Scott Galloway is a marketing professor at New York University’s Stern School of Business, and a writer and podcast host. His new streaming show No Mercy, No Malice is now airing on CNN+. The opinions expressed in this commentary are his own.
Remember when Adam Neumann, the CEO of WeWork, pronounced that his startup was going to “elevate the world’s consciousness” versus what the company really did, which was renting desks? There’s a term for that: “Yogababble.”
Yogababble is an attempt to smear Vaseline over the lens of truth, and often used by entrepreneurs to make their company, brand or products appear more compelling than they actually are. It enables founders to fog over the difference between truth and illusion and has become a viable formula for cheap capital — using visionary language to tickle our tribal senses and distract the public from the cold truth of numbers.
Case in point? Elon Musk. In April of 2019, Musk said Tesla would have more than 1 million robotaxis capable of driving themselves in 2020. The number of these cars on the road in early 2022? You guessed it: zero. (Tesla has rolled out a suite of driver-assist features, but the cars aren’t fully autonomous yet. It hopes the features will eventually enable the cars to drive themselves.)

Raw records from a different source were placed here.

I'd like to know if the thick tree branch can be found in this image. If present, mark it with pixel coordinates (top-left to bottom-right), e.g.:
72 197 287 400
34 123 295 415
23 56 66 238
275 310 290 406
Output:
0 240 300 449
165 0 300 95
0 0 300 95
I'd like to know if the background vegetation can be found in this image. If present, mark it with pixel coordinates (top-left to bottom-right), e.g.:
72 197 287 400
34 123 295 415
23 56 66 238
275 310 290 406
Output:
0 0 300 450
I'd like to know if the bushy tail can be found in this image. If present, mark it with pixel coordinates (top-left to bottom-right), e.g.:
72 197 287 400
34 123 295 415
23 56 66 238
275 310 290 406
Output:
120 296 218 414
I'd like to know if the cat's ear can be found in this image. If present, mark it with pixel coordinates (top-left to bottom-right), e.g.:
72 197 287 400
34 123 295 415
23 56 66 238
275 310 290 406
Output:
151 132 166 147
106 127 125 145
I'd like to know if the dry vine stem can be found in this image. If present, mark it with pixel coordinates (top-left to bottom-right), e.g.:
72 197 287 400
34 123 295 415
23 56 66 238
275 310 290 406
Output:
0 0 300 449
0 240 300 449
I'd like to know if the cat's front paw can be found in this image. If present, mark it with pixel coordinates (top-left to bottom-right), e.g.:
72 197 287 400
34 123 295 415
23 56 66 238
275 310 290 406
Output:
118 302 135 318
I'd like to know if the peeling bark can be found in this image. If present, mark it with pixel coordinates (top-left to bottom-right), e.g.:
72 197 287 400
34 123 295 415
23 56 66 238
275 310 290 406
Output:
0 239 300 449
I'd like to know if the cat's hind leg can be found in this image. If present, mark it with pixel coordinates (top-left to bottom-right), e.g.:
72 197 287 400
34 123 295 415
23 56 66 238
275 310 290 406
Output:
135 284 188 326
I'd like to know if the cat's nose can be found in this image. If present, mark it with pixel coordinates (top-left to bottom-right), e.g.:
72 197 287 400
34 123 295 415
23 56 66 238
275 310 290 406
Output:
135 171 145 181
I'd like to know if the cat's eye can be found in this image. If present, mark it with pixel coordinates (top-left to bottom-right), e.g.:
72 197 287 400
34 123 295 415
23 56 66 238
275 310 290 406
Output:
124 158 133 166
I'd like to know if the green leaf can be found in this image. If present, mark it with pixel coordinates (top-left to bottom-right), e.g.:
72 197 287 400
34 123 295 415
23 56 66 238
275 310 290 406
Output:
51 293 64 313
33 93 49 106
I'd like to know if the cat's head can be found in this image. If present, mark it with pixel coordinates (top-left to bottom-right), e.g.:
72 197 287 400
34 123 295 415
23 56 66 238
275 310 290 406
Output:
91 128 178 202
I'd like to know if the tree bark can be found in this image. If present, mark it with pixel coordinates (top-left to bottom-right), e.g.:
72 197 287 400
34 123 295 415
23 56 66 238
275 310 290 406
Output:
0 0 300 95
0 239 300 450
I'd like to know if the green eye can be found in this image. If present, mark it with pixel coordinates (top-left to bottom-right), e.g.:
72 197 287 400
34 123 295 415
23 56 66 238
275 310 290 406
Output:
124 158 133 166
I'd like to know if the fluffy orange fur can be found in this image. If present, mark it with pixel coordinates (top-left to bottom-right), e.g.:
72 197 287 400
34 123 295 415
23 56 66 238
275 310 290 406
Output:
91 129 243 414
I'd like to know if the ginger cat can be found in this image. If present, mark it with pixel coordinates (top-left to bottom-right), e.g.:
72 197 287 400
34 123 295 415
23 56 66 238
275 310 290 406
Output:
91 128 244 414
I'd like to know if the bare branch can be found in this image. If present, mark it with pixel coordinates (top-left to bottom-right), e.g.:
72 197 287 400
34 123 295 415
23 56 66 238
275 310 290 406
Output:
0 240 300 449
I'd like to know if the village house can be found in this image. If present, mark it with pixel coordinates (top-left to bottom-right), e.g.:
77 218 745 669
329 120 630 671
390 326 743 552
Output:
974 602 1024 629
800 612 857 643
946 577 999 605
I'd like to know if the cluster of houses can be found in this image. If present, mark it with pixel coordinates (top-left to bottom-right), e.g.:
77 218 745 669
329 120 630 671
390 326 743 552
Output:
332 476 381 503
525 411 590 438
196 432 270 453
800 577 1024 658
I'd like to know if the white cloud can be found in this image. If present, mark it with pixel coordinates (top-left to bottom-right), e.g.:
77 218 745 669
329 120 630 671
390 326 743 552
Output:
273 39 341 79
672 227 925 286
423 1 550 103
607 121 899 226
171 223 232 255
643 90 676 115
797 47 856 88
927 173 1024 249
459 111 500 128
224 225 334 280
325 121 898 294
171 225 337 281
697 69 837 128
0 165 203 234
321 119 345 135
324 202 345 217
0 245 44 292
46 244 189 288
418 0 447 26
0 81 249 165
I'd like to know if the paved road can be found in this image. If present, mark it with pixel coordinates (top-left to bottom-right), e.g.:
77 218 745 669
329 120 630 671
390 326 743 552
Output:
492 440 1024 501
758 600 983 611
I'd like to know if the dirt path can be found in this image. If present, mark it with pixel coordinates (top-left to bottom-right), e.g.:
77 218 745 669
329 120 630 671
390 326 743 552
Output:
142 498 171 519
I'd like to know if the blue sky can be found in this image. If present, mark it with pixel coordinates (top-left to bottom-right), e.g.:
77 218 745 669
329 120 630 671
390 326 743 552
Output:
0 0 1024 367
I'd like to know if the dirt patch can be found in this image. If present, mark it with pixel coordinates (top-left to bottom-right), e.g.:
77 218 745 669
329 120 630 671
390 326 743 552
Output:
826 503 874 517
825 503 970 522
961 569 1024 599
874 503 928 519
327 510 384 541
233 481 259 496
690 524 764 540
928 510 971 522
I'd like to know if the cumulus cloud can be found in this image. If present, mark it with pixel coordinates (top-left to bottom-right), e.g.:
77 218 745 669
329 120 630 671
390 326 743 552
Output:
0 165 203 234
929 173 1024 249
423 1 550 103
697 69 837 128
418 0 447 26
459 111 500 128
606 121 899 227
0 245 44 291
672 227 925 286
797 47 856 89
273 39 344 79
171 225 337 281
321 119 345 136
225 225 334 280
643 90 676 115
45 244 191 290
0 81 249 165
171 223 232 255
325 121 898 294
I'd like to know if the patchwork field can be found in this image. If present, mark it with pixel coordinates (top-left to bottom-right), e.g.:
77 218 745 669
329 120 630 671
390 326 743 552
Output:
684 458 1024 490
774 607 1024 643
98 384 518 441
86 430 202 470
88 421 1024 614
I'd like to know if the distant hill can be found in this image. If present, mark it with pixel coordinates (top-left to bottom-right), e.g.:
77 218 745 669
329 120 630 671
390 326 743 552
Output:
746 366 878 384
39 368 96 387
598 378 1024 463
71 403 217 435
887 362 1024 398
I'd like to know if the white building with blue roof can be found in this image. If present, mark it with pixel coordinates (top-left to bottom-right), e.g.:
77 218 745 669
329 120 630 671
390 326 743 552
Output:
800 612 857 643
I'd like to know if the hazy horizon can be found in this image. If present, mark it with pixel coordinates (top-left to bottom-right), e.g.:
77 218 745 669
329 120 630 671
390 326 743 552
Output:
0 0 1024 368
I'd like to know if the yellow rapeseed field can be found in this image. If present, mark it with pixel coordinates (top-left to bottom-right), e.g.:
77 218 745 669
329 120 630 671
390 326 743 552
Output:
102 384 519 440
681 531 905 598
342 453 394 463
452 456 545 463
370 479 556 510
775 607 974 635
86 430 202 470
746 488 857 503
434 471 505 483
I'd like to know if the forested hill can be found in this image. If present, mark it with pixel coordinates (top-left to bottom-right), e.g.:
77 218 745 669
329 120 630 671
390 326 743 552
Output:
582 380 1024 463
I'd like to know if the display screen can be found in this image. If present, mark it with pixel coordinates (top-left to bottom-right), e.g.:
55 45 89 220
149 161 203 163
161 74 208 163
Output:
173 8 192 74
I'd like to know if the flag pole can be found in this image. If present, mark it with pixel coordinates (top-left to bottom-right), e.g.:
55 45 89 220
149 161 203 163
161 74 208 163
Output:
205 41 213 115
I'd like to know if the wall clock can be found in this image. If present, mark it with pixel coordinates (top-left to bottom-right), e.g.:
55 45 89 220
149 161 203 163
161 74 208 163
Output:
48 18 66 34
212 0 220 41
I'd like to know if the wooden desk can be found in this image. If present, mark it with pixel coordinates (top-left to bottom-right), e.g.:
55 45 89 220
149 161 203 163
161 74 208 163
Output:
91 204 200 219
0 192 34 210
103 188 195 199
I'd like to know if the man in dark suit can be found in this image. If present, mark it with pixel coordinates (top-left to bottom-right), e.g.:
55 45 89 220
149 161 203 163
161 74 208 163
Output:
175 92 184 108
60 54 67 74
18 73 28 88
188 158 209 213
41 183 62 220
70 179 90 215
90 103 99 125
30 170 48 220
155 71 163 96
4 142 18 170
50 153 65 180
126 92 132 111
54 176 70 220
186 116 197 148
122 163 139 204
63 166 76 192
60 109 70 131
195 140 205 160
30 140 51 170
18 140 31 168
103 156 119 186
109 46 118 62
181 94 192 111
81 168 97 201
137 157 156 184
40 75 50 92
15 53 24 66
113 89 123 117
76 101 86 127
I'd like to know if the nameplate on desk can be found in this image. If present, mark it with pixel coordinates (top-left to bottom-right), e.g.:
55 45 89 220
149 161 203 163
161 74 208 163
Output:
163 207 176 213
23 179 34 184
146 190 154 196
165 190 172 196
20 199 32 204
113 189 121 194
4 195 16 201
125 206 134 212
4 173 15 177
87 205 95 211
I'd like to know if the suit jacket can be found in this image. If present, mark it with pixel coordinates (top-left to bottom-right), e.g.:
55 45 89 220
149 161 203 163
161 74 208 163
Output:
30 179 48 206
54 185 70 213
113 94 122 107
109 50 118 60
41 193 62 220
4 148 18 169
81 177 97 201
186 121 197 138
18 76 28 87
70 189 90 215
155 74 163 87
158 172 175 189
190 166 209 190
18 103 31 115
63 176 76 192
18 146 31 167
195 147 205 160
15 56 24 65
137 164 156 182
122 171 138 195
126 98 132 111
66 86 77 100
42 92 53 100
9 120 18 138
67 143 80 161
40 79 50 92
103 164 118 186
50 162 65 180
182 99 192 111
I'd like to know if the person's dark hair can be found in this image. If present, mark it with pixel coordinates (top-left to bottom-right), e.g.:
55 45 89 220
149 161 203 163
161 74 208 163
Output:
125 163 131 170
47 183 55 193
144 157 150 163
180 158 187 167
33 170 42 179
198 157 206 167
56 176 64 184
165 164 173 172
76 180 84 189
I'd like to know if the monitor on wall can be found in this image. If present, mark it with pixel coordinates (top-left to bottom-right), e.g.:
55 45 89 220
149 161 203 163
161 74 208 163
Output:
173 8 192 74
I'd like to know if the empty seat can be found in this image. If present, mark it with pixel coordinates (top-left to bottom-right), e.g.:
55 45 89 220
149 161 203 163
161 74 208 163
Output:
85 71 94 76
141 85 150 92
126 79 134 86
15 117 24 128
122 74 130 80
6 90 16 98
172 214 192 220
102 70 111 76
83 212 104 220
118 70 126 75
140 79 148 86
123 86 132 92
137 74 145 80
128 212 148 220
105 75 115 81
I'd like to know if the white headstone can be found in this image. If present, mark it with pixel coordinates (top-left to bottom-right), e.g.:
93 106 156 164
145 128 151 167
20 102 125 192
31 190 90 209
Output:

Yogababble statements aren’t just the errant missives of CEOs with God syndrome — it’s often codified into a company’s culture. At best, a company’s mission statement describes the purpose and value of its product in a clear, concise manner. However increasingly, these statements massively exaggerate the cosmic relevance of a firm, obscuring its actual product and means of generating revenue.
Here’s another example: Peloton says it sells happiness — no, it sells exercise equipment. However, selling happiness is sexier, attracting cheap capital and a cult-like fascination with the brand that led to a valuation of $50 billion.
Today, the market capitalization is roughly $9 billion and likely would fall further if not for recent speculation the firm may be acquired, looking for the attention of influential wealthy people, whether they’re happy or not.
Let’s be clear, “entrepreneur” is a synonym for “salesperson,” and “salesperson” is the pedestrian term for “storyteller.” We entrepreneurs are all impostors who must deploy a fiction or story that captures imaginations and capital to pull the future forward and turn rhyme into reason.
No business I have started, at the moment of inception, made any sense — until it did. (Or didn’t.) This is not the same as lying. There’s a real distinction between an entrepreneur and a liar: Entrepreneurs believe their story will come true, while fraudsters know they are lying and plan to hit the exit before the reality is revealed.
Said differently, Elizabeth Holmes might have been one funding round away from being at Davos versus in a jail cell. The line is thin. Holmes lied and raised $945 million from investors and is headed to prison. Neumann exaggerated, raised billions from investors and was forced out of the company, but he walked away with millions of dollars.